Construction giant Leighton subsidiary Thiess Group is set to build the Moreton Bay Rail Link after entering into a $650 million agreement with the federal government, state government and Moreton Bay Regional Council last week.

Key features of the project, which will connect the greater Brisbane rail network currently ending at Petrie to the rapidly growing Moreton Bay region, include 12 kilometres of new track as well as new stations at Kallangur, Murrumba Downs, Mango Hill, Mango Hill East (previously called Kinsellas Road Station), Rothwell and Kippa-Ring.

First proposed in the 1800s, when a local alderman suggested a new line be built to the peninsula at an estimated cost of 200,000 pounds, serious efforts regarding the project did not commence until 1978/79, when the Metropolitan Transport Authority conducted a series of planning studies.

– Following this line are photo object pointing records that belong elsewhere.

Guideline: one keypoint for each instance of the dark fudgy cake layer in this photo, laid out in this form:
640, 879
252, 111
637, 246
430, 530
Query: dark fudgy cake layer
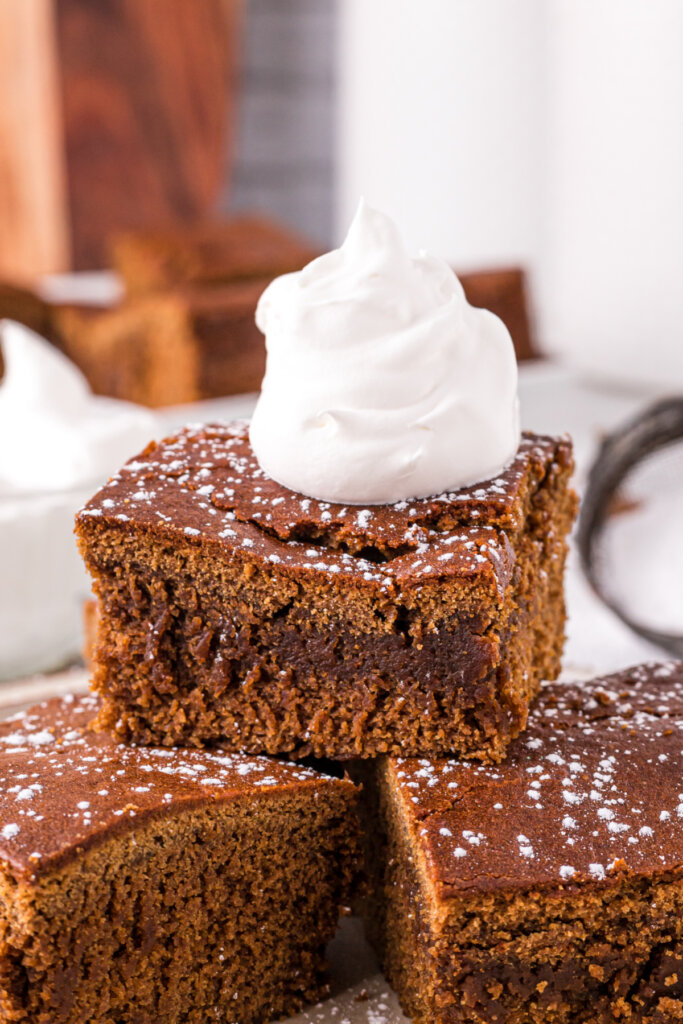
547, 890
144, 886
233, 608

Despite having a population of more than 375,000 people – a number set to expand to 500,000 by 2031 – limited transport options mean more than eight in 10 residents in the Moreton Bay area commute to work via private vehicles.

It is expected the link will provide greater options for public transport and thus ease congestion on roads, provide faster and more reliable commuting to Brisbane, improve access to employment centres, attract local investment and act as a catalyst for growth along the alignment as stations become hubs around which new development is concentrated.

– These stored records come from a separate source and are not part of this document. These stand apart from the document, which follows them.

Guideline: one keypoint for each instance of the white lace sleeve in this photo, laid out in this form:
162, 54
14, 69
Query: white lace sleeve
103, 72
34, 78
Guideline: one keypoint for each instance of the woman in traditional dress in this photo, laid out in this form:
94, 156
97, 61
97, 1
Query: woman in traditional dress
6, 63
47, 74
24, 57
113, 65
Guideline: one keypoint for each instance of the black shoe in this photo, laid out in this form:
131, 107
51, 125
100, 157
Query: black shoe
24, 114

In addition, with every full train on the new line effectively eliminating the need for 600 motor vehicle journeys, the development is also expected to reduce carbon emissions.

Kippa Ring railway line map

Kippa Ring Railway Line Map

Leighton Holdings chief executive Hamish Tyrwhitt says the company has scooped up $5.5 billion worth of new projects in the past six weeks alone and is well-positioned to deliver a project of significant value to the country.

“For the nation, the Moreton Bay Rail Link demonstrates a growing recognition of the need to fill our infrastructure deficit in order to remain globally competitive,” he says.

Major work is expected to begin early next year and the project will require a peak construction workforce of 1,000.

The new line is expected to be operational by June 2016.

Along with Thiess, those responsible for the work include Aurecon, AECOM, HASSELL and geotechnical subcontractor Golder Associates.

All up, including road works already commenced, the cost of the link is expected to amount to $1.147 billion, funding of which is being jointly provided by the Federal Government ($742 million) the Queensland Government ($300 million plus land) and Moreton Bay Regional Council ($105 million).